Ancienne présidente de Légumes de France et acteur économique de terrain, Angélique Delahaye vient d'être élue députée européenne. Un challenge qu'elle relève avec brio. Son seul mot d'ordre : avoir une vision politique claire et un projet pour la France et son agriculture.

FLD : Vous êtes nouvellement élue députée européenne, en quoi consiste votre rôle ?

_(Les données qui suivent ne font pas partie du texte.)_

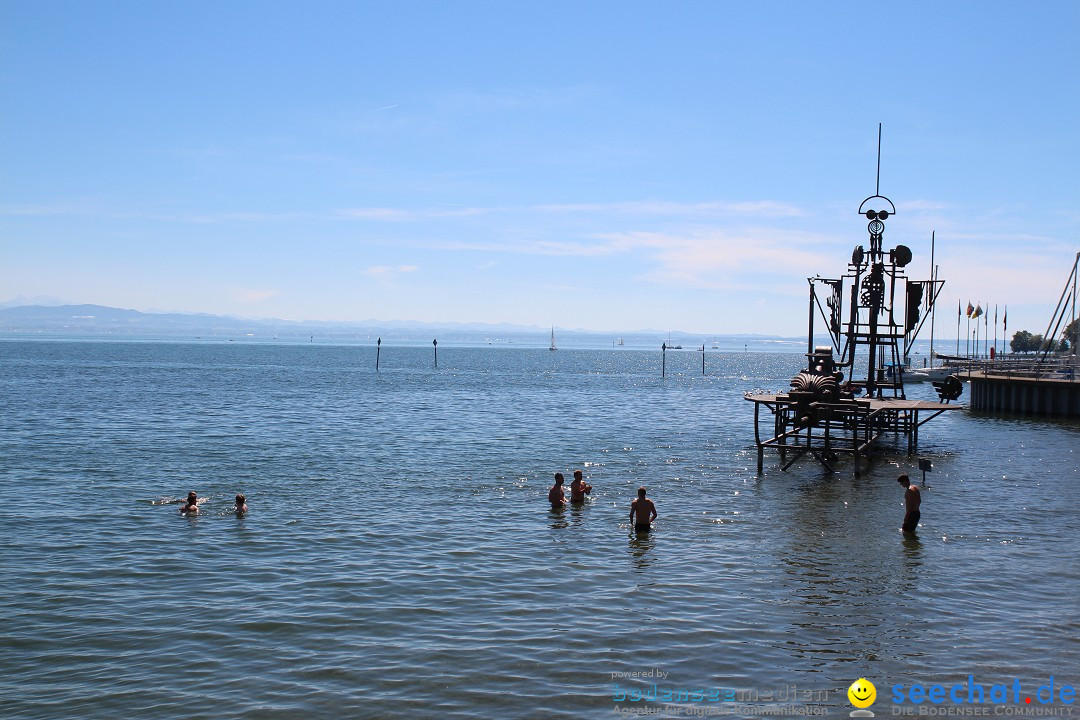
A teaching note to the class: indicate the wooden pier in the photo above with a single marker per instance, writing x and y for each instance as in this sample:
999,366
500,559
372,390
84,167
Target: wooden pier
1039,392
850,428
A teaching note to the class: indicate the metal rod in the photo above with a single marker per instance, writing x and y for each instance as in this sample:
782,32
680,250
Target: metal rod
877,187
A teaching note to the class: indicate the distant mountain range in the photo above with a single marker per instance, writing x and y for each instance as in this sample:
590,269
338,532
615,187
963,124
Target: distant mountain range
90,320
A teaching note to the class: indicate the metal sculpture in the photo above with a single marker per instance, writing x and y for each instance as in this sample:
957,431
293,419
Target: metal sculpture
825,416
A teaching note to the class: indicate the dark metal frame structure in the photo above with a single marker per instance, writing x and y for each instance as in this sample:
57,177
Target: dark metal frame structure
825,417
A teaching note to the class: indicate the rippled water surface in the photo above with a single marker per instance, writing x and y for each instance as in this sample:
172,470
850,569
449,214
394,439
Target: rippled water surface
400,559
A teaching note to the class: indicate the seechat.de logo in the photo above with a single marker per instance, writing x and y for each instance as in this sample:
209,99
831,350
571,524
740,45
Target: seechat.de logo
862,693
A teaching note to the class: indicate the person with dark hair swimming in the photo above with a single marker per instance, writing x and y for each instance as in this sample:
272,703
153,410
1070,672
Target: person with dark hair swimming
642,512
913,500
190,505
579,488
556,496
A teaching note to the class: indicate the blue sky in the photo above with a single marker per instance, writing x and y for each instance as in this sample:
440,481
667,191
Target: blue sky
598,165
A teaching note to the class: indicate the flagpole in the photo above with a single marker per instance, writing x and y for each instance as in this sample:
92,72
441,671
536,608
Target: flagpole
996,351
957,327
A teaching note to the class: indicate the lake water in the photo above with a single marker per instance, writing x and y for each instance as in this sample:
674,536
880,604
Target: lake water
400,558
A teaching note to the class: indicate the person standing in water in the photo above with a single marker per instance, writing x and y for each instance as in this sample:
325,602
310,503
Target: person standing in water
913,499
190,505
556,496
579,488
642,512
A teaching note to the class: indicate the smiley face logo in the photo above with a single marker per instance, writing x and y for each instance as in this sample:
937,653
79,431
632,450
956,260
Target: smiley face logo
862,693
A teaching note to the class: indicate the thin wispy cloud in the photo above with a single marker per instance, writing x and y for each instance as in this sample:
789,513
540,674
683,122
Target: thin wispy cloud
253,296
388,272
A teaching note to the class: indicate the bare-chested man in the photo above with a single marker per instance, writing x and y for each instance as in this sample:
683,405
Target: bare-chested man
913,499
642,512
579,488
190,506
556,496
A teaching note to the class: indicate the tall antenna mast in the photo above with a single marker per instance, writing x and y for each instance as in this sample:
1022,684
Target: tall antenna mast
877,186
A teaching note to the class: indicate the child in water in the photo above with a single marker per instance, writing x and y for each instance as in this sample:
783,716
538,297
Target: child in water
190,505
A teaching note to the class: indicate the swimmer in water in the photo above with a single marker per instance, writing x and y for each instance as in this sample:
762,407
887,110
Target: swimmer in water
642,512
556,496
190,505
579,488
913,500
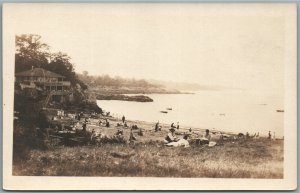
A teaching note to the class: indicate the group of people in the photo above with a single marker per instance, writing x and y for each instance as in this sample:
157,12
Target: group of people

ANGÉLIQUE DELAHAYE : Je siège au Parlement européen et suis élue pour la région Centre-Massif Central-Limousin. J'ai pris mes fonctions le 1er juillet officiellement et suis installée dans deux bureaux, l'un à Strasbourg pour le Parlement et l'autre à Bruxelles pour le traitement des dossiers de la Commission européenne. Je me suis positionnée sur deux Commissions au sein du Parlement européen : environnement et agriculture. Je suis titulaire à l'environnement et suppléante à la Commission agriculture. Michel Dantin est, lui, titulaire à l'agriculture et suppléant à l'environnement. Nous travaillerons bien sûr en lien étroit. Contrairement à ce que l'on peut penser, être suppléant ce n'est pas remplacer. Nous avons le même travail. Le suppléant ne peut pas être coordinateur, président ou vice-président. Et cela me convient. Ce qui m'intéresse, c'est le travail des dossiers. J'en profite pour vous faire remarquer que toutes les commissions n'ont pas le même nombre de sièges et je m'étonne de voir que la Commission agriculture est celle qui compte le moins de sièges alors que la politique agricole dispose du plus gros budget communautaire.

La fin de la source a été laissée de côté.